The origins of the Internet date back to research commissioned by the United States Federal Government in the 1960s to build robust, fault-tolerant computer based communication networks. Essentially to democratise communication and open doors for individuals living under repressive governments and regimes.
And up to a point it has worked.
The advent of the World Wide Web gave rise to an open source movement and the concept of a free information exchange without the need for centralised controls. A utopian concept saw the emergence of the open source movement and expressions such sharing is caring and the free transfer of skills and know how.
The free software movement, which has produced, among other things, Linux, Mozilla Firefox, and OpenOffice.org. As well as internet chat, Dmoz and Wikipedia.
The Internet Society (ISOC) was founded in 1992 with a mission to “assure the open development, evolution and use of the Internet for the benefit of all people throughout the world”. However it has never quite realised it’s fully potential. Businesses like Microsoft exploded into global giants exercising a monopoly which is often very much at odds with the founding principles. And even Google which coined the term “do no evil” dominates and effectively controls visibility on the net.

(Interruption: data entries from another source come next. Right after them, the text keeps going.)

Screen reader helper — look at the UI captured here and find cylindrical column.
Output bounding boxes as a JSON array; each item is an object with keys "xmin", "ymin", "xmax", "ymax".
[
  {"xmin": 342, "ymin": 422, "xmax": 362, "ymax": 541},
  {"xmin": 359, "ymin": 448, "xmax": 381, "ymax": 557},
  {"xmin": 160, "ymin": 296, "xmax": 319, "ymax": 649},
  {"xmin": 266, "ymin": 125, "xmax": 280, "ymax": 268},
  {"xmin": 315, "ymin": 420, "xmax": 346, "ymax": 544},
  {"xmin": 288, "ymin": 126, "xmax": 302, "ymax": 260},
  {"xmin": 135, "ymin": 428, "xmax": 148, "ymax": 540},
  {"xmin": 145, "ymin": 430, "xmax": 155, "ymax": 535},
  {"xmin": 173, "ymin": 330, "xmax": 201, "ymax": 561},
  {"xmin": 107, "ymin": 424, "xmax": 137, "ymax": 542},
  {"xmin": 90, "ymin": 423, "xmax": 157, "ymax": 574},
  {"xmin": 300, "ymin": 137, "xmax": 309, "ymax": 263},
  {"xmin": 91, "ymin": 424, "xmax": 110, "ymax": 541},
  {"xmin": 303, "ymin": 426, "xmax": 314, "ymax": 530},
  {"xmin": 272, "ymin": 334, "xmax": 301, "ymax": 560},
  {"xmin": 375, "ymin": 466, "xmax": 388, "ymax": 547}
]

More recently we have had Facebook, social media and the introduction of smart phones which has exposed the other side of the coin. Disinformation, abuse and a dumbing down of users to the point where the individual have become a mere statistic exploited by slick marketing professionals.

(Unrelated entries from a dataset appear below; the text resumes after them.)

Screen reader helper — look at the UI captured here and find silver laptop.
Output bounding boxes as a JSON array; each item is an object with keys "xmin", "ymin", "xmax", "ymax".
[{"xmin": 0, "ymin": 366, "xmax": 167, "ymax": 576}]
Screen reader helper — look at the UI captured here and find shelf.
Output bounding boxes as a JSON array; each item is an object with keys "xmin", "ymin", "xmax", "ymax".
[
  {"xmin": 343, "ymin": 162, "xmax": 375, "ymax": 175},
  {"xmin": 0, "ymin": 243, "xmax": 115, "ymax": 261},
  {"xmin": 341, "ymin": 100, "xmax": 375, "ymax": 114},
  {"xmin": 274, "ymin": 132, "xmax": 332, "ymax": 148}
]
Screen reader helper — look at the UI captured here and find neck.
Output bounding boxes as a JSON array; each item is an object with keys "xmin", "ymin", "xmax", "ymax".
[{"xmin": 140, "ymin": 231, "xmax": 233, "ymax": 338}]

Despite this the Internet in general and the World Wide Web in particular are important enablers of both formal and informal education. And projects like one being run by Workshop Web could make a significant difference in the lives of many.
An accountant sitting at home can audit the books of a company based in another country, on a server situated in a third country that is remotely maintained by IT specialists in a fourth. These accounts could have been created by home-working bookkeepers, in other remote locations, based on information emailed to them from offices all over the world.
And there is no reason why students in a village no one has ever heard of cannot similarly make themselves useful by offering services to that same global market. There is no reason not to believe that it is possible to build an open community that works on the basis that there is real value in transferring skills and know how simply by sharing and caring.